WASHINGTON, Dec. 6, 2012- Senate Minority Leader Mitch McConnell, R-Ky., offered President Barack Obama’s deficit reduction proposal for a vote on the Senate floor Wednesday, but Majority Leader Harry Reid, D-Nev., blocked the motion, calling it a “Republican political stunt.” McConnell offered the package as an amendment to the legislation establishing permanent normal trade relations status (PNTR) with Russia. 

“The purpose of moving this bill is to protect American jobs,” Reid said on the floor Wednesday afternoon. “Are we going to get serious here and legislate or is this more political stunts the Republican leader is trying to pull today?”

“I can understand why the Majority Leader would rather not vote on it,” McConnell said regarding the White House deficit reduction suggestions presented by Treasury Secretary Tim Geithner last week. “It’s an unserious proposal,” he said, calling it so “laughable” he knows it would not pass a bare minimum of the Senate. “Not a single Senate Democrat has come forward to support the Geithner proposal.

McConnell also said he would be willing to have a stand-alone vote on the proposal instead of an amendment to other legislation.

In turn, Reid said the proposal presented by Geithner was supposed to be a “private meeting.” 

The Russia PNTR legislation, which includes the Sergei Magnitsky Accountability Act to hold Russian officials accountable for human rights violations, is on a path to approval in the Senate.
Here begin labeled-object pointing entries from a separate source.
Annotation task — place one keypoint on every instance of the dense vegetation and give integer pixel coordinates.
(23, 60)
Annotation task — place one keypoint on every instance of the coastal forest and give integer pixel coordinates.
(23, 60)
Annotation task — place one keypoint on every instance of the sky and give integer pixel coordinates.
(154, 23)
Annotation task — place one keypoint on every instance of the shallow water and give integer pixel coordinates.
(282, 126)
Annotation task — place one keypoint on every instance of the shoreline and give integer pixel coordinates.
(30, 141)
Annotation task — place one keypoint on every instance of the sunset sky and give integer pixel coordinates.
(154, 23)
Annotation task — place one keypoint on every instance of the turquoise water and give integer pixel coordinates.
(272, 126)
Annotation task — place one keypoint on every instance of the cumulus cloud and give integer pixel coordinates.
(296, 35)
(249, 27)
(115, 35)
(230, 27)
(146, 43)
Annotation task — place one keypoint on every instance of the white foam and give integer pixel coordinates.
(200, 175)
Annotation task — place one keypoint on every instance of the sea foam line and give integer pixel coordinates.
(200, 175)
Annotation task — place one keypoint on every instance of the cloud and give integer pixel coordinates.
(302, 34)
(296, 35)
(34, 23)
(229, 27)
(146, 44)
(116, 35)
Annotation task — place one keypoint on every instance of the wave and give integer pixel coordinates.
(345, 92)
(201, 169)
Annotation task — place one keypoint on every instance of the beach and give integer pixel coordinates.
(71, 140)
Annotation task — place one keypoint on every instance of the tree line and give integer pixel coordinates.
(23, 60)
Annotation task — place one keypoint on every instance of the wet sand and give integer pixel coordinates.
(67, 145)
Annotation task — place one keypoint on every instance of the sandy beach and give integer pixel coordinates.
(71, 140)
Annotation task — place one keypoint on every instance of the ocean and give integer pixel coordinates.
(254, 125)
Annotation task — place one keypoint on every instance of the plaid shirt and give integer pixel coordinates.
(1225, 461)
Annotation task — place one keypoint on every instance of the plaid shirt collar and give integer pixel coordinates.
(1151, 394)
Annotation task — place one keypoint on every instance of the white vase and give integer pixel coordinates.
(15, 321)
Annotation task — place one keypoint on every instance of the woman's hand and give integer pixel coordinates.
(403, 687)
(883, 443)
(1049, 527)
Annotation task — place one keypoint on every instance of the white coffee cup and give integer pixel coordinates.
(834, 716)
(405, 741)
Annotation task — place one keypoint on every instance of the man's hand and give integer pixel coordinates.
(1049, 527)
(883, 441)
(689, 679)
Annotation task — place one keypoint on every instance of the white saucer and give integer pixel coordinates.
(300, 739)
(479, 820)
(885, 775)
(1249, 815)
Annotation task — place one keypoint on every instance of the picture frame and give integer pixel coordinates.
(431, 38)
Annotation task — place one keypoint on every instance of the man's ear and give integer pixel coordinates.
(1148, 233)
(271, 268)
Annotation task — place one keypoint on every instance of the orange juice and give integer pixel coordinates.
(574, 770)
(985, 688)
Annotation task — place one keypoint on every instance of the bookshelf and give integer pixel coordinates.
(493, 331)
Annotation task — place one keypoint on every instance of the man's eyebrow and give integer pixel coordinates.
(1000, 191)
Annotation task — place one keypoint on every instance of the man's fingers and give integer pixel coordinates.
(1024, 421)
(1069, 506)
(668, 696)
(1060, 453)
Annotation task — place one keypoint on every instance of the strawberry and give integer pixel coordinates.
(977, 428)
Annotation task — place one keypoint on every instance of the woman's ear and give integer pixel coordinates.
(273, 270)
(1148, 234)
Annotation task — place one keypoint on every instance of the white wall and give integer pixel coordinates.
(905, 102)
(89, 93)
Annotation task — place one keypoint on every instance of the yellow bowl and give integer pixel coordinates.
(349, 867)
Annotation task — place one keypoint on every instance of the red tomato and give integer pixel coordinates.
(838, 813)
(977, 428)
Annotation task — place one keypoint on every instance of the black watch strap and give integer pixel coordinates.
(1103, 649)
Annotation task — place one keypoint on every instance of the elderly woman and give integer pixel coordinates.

The only objection is a desire by some, including Senator John Kyl, R-Ariz., to apply the Magnitsky bill to all nations instead of only Russia. 

Since Russia joined the World Trade Organization (WTO) in August, American companies have pushed for a standard trade relationship with the country, which requires Congress to repeal the 1974 Jackson-Vanik Amendment.  

The “Russia and Moldova Jackson-Vanik Repeal and Sergei Magnitsky Rule of Law Accountability Act of 2012” passed with an overwhelming vote in the House last month. 

In a conversation with Agri-Pulse, Under Secretary for Farm and Foreign Agricultural Services Michael Scuse said discussions during a trade mission to promote U.S. agricultural exports to Russia this week “have gone better than anyone had anticipated.”

The trade mission, from Dec. 3-7, began in Moscow on Monday.